The newest Royal sparked the latest comeback. Josh Willingham idled on the bench for six innings on Tuesday night, kept out of the lineup against the Colorado Rockies because of the game’s National League rules at Coors Field. When called into action, his effect was immediate.
Willingham singled up the middle to ignite the three-run flurry capped by run-scoring doubles from Omar Infante and Salvador Perez. He returned to the starting lineup for Wednesday’s series finale with the Rockies, and played the field for the first time as a Royal.
In his first eight games as a Royal, Willingham provided the production the team hoped for when they acquired him on Aug. 11. He batted .360 with a home run, three doubles and five RBI.
“I hate to use the term ‘a professional hitter,’ but he gives you a solid at-bat every time he gets up,” manager Ned Yost said. “And he may strike out. But he gives you a solid at-bat every time up. And he has a chance of doing damage every time up.”
Willingham, a 35-year-old veteran of 11 big-league seasons, installed a modicum of power in the lineup’s middle. He also represents a deviation from the rest of his teammates.
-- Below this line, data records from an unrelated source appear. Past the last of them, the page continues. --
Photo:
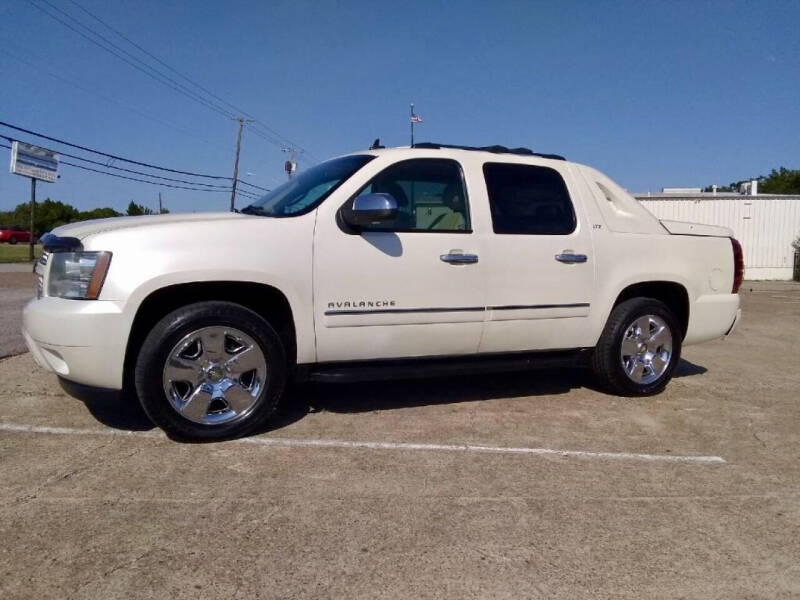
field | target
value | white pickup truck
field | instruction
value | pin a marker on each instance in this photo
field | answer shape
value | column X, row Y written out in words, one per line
column 390, row 262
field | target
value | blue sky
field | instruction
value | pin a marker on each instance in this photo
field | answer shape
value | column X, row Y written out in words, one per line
column 652, row 93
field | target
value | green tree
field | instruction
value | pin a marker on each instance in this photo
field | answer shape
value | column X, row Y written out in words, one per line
column 98, row 213
column 49, row 215
column 782, row 181
column 135, row 210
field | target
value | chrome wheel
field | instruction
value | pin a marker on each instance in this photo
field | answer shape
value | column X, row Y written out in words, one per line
column 646, row 349
column 214, row 375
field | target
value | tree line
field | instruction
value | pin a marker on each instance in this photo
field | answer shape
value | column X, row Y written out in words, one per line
column 779, row 181
column 52, row 213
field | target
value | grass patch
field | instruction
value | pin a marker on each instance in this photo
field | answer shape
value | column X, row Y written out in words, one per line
column 17, row 253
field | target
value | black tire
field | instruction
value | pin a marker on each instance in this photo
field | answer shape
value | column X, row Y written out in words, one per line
column 606, row 360
column 169, row 331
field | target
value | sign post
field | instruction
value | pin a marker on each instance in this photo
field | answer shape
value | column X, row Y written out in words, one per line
column 36, row 163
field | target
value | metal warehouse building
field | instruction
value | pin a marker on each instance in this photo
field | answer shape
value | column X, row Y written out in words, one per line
column 765, row 224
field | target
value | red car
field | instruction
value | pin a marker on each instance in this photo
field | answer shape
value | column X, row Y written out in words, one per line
column 14, row 234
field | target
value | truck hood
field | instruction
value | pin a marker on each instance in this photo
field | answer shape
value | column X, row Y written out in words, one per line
column 87, row 228
column 686, row 228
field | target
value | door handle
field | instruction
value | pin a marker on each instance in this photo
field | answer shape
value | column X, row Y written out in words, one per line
column 456, row 257
column 569, row 257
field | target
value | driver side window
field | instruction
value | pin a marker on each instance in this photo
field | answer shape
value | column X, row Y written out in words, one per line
column 430, row 195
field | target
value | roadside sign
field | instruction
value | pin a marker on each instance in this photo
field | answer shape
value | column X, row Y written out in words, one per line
column 34, row 162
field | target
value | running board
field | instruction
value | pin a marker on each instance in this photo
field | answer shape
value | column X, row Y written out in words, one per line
column 414, row 368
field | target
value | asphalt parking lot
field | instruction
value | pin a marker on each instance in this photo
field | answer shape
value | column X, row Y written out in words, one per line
column 506, row 486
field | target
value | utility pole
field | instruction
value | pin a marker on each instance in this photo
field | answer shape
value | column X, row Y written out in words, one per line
column 412, row 124
column 415, row 118
column 31, row 240
column 241, row 121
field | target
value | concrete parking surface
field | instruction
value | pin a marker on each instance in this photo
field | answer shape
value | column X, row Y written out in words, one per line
column 379, row 491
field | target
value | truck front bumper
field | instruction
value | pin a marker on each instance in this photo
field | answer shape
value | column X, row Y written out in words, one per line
column 80, row 340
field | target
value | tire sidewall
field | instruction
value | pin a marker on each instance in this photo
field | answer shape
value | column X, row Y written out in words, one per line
column 638, row 308
column 169, row 331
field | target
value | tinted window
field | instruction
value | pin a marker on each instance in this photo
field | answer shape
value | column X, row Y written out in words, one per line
column 526, row 199
column 305, row 191
column 430, row 195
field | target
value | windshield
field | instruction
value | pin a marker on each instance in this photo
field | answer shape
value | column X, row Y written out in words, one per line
column 305, row 191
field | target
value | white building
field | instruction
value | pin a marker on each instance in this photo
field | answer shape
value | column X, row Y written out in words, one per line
column 765, row 224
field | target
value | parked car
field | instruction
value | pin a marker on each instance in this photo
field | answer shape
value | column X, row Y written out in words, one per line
column 14, row 234
column 386, row 263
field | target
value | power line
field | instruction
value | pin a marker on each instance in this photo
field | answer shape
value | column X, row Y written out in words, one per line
column 41, row 69
column 180, row 187
column 194, row 83
column 274, row 137
column 114, row 156
column 147, row 70
column 128, row 160
column 109, row 166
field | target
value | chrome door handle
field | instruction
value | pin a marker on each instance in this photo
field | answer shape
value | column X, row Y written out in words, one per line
column 459, row 258
column 567, row 256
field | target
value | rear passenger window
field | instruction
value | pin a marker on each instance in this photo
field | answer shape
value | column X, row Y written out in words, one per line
column 528, row 200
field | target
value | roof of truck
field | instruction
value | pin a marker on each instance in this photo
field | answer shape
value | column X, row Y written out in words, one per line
column 494, row 149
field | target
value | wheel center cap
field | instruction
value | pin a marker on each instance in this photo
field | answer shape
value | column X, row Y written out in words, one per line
column 215, row 373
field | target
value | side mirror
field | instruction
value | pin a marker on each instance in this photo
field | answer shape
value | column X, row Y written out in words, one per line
column 372, row 209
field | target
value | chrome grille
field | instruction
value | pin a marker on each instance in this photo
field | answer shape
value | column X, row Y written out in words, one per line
column 39, row 267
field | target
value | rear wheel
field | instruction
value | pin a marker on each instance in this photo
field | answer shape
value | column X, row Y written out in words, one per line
column 639, row 349
column 210, row 370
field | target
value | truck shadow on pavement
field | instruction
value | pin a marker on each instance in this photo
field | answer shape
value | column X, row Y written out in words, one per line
column 120, row 410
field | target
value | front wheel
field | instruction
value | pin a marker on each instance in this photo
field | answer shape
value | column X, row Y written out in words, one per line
column 210, row 370
column 639, row 349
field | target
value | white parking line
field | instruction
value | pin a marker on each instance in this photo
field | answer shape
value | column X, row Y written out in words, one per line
column 295, row 443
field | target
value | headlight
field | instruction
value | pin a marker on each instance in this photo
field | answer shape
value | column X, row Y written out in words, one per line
column 77, row 275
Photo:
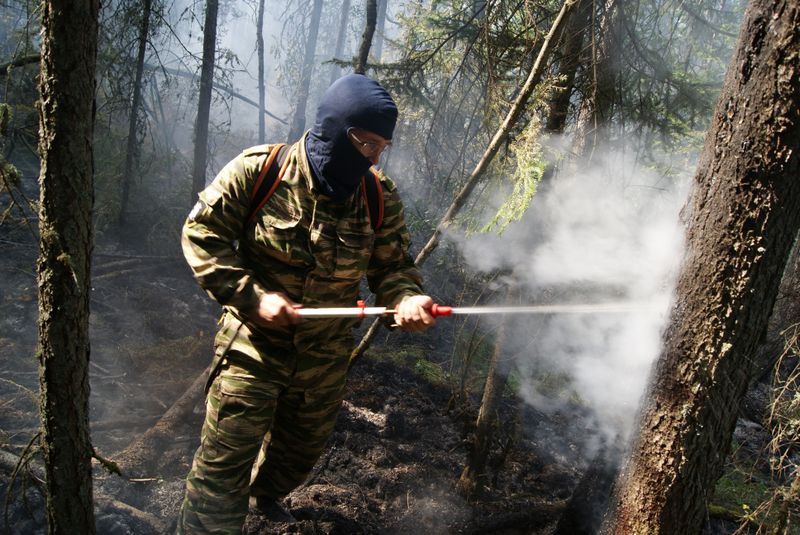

He is prone to strikeouts and he collects his share of walks. His new team avoids both of those outcomes.
The Royals rank last in the majors in walks. They also strike out the fewest of any other club. Heading into Wednesday’s games, the club had struck out 745 times, which was 107 fewer than the Athletics, who rank 29th.
Willingham may distort those totals. In his first 76 games, he walked 44 times. His total matched Alex Gordon’s team high. Gordon accrued his sum in 119 games. No other Royal had walked on more than 35 occasions this season.
Willingham had struck out 87 in those 76 games. Gordon bested him there, with 90 punch-outs. Otherwise, Willingham would lead his new team in this category as well.
Colon leads off
After Tuesday’s game, when rookie infielder Christian Colon’s pinch-hit walk extended an eighth-inning rally, Yost pledged to play Colon again the next day. He found an interesting spot for him. Colon started at third base and led off for the first time in the majors.
Yost chose Colon over Lorenzo Cain, who went 1-for-5 with an RBI double in his return to action on Tuesday.
“Talked to the coaches and we all kind of came up with Colon,” Yost said. “No magic scientific formula there.”
Hosmer waits for another exam
Eric Hosmer does not expect to undergo an examination on the stress fracture in his right hand until the club returns to Kansas City on Monday. He has yet to swing a bat since July 31.